Ok, so its full on December. Your online for your holiday shopping, your online to spread Christmas cheer to friends, your online to look up recipes for drinks and dinner, maybe your even online to write blog-posts about viruses. One way or the other, your likely to use your computer, online, alot, and thats likely to be the same machine you keep your pre/per/post-holiday pictures, which you didnt back up yet, did you? So it would be a really bad time to experience the total data loss that a virus can bring, wouldn't it?

I've toted the same line for years. Viruses rarely result in data loss, especialy if you back up regularly (you do back up regularly, don't you?) *listens to the sounds of many feet scampering for external hard drives. Basically if you keep your files backed up virus's have three symptoms: performance hits, constant nagging, and a major inconvenience in the removal aspect. On these three principles I have always said, to many people's surprise, dont bother with anti-virus. The logic went like this: Viruses happen occasionally, and result in those three symptoms. Anti virus happens all the time, and it does the same three things, nags you, slows your computer down, and getting it on and off and updated to your system is a royal pain. So the smart choice was the virus, at least it takes a break.

I'm changing that line. The current generation of anti virus is smart, fast, easy to install, and once its there, you shouldn't notice it unless it really needs you, or you want too.

While im on that note, I feel I should retract statements i've made generaly about norton. Norton was the worst of the last generation of anti virus, but it might well be the best of this generation. http://www.geek.com/articles/chips/review-norton-antivirus-2009-20081215/
notably: "LiveUpdate is no longer a separate component" (see that Apple, you don't need an entirely seperate program for updates)
"The installation was absolutely painless and AV 2009 was running without so much as a reboot." (oh my goodness, its like linux from... forever ago, no reboot!)
"during general desktop operation the system consumed 10% of resources while Norton accounted for 1%. Overall its demands were quite limited, with the installation being about 47MB and under 8MB of memory used during normal activity" (I'm not going to mock that, I'm going to take my hat off and stand at salute, because that is the what it is to be of good software.)

SO, designate a driver for your parties, and get some anti-virus.

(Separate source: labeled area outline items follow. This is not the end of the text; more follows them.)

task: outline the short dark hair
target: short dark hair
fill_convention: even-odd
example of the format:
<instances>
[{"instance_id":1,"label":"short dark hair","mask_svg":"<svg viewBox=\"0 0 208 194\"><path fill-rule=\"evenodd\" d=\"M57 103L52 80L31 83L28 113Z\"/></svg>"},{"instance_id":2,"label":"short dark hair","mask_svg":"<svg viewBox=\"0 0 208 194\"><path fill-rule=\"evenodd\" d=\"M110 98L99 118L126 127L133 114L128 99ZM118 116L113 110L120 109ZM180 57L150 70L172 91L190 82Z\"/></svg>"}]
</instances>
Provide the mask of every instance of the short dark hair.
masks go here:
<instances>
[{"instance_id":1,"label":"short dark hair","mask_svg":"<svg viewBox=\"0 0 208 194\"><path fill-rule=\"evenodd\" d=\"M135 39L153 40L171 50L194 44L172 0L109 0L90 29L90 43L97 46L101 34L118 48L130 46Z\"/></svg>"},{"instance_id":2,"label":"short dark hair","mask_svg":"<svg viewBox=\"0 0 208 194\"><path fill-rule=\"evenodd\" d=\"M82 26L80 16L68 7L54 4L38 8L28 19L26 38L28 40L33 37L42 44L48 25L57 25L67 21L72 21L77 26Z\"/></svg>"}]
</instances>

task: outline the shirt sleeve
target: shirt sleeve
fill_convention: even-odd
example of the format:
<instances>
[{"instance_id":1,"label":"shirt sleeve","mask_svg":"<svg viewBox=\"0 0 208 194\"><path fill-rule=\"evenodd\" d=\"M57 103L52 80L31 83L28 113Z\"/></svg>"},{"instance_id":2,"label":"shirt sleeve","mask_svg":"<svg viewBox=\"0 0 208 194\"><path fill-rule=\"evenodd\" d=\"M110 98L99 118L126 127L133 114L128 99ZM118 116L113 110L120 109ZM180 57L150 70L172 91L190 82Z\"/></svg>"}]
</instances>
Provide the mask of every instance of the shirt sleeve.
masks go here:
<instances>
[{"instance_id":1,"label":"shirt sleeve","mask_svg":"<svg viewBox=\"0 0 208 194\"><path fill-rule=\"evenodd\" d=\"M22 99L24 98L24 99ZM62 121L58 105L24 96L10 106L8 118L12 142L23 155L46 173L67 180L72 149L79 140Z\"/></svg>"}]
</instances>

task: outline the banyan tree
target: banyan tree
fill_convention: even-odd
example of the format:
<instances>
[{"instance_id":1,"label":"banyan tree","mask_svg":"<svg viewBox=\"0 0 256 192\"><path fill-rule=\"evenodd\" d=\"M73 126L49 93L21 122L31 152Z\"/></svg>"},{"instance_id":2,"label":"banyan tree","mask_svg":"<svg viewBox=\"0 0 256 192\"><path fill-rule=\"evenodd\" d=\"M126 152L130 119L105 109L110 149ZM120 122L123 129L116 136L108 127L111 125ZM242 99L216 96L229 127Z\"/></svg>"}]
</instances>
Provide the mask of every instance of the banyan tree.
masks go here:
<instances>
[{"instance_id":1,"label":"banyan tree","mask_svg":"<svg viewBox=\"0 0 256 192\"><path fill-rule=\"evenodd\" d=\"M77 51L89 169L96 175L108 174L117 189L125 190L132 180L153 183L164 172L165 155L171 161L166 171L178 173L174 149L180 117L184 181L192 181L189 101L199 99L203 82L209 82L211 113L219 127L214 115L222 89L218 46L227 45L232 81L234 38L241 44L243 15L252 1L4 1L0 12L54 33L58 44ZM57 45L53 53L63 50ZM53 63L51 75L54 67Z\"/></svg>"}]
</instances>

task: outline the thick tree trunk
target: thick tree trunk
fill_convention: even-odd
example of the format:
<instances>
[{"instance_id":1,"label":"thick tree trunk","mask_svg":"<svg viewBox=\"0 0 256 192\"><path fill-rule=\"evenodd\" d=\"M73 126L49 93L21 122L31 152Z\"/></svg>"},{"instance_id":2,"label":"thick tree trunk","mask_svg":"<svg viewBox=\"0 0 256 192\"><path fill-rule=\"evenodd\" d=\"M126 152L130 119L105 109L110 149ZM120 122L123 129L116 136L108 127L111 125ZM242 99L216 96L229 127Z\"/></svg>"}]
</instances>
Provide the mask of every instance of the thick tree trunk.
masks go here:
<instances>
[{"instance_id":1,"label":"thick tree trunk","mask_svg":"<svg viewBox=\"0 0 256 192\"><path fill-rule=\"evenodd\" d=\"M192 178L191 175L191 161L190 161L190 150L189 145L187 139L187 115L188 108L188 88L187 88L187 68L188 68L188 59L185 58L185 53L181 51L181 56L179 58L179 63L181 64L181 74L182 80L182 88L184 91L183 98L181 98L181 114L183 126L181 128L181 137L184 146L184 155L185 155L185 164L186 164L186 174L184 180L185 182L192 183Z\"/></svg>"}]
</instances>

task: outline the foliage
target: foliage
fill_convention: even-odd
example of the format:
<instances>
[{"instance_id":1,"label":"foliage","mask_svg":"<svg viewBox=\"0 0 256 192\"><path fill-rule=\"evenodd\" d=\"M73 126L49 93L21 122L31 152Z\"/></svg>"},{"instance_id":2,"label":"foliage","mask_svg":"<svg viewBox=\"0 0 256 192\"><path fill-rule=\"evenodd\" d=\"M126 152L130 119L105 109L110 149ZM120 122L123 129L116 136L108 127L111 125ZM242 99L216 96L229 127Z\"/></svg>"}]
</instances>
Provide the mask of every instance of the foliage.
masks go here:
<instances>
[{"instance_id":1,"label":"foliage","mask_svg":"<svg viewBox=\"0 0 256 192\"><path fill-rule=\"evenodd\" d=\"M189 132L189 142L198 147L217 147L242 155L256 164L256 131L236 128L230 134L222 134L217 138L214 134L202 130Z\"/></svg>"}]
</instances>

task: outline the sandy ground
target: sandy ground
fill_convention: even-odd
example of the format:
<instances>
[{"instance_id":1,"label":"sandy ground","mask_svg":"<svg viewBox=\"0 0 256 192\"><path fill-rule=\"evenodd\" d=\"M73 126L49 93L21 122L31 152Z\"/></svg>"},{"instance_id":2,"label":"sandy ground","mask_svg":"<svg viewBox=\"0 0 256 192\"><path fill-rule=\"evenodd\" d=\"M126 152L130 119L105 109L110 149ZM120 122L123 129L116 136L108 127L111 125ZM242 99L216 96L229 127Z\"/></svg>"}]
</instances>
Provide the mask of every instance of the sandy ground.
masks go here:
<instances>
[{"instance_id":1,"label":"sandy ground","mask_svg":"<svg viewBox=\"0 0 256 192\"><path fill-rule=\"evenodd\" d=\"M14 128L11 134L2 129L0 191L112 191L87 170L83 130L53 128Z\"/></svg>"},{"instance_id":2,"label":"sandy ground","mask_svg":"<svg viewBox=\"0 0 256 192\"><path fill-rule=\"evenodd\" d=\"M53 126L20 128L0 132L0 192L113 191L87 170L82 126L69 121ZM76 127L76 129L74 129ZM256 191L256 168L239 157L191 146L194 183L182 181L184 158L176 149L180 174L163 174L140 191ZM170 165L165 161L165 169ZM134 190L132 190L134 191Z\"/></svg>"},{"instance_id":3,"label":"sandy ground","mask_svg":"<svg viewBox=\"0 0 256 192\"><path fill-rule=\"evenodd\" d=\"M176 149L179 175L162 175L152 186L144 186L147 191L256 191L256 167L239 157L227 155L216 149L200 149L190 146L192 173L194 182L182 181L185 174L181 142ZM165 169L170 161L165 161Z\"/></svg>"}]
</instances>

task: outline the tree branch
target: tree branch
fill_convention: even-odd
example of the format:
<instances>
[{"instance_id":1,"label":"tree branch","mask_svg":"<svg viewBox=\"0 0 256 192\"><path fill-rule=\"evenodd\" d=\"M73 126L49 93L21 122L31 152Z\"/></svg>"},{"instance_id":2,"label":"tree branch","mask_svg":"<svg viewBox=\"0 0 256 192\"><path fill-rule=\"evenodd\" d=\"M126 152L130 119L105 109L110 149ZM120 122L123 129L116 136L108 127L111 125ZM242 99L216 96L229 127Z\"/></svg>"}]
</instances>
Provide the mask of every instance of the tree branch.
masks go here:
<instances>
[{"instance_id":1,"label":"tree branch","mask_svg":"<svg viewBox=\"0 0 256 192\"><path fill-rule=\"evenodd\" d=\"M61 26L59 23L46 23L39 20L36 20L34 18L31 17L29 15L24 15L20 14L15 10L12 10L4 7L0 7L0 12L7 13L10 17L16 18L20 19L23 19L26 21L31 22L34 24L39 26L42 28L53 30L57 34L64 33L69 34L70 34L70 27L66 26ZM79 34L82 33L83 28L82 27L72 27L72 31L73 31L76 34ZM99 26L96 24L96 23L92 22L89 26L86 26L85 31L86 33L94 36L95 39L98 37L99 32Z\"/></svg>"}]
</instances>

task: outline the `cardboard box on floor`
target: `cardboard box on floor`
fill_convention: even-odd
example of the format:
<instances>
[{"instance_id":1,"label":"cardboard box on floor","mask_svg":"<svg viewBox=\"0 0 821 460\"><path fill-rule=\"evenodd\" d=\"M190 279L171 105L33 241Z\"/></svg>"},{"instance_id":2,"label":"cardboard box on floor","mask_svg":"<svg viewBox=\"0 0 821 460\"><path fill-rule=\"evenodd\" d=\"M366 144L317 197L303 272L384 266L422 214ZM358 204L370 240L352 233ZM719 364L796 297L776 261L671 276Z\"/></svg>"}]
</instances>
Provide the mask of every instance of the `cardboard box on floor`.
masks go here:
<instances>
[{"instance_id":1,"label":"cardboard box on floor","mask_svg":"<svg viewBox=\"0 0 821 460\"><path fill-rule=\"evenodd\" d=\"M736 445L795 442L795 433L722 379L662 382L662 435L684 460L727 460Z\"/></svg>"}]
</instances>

Tuesday, December 02, 2008

Data

It's more and more common to see computer applications asking you to allow them to send nonpersonalized data to their creators to "assist future improvement".
I would love to see in the comments who checks these boxes. Personally:

  • I send Valve data all the time because they send me interesting statistics back (thereby enlarging my ego)
  • I send Microsoft data in hopes that someday they will fix all these crash reports.
  • I send google data because I think they actually use it.
  • I hope dearly that the complete lack of software/hardware I have purchased from Adobe, Apple, and Symantec is telling them what I think of thier products.

Mac, meet virus.

Apple has enjoyed a pleasant lack of any real attention in the virus department for years, mostly due to their insignificant market share (historically less than 8% and thats in the united states where their sales are strongest.) Well, as market share rises, it turns out that the virus resistance Mac always bragged about was mostly accidental. Mac support has officialy changed their stance
"Apple encourages the widespread use of multiple antivirus utilities so that virus programmers have more than one application to circumvent, thus making the whole virus writing process more difficult. Here are some available antivirus utilities:
  • Intego VirusBarrier X5, available from the Apple Online Store
    License: commercial
  • Symantec Norton Anti-Virus 11 for Macintosh, available from the Apple Online Store
    License: commercial
  • McAfee VirusScan for Mac
    License: commercial
In addition, Mac ads claiming that mac didn't need anti-virus have quitly dissapeared from apple, and possibly at their request, youtube.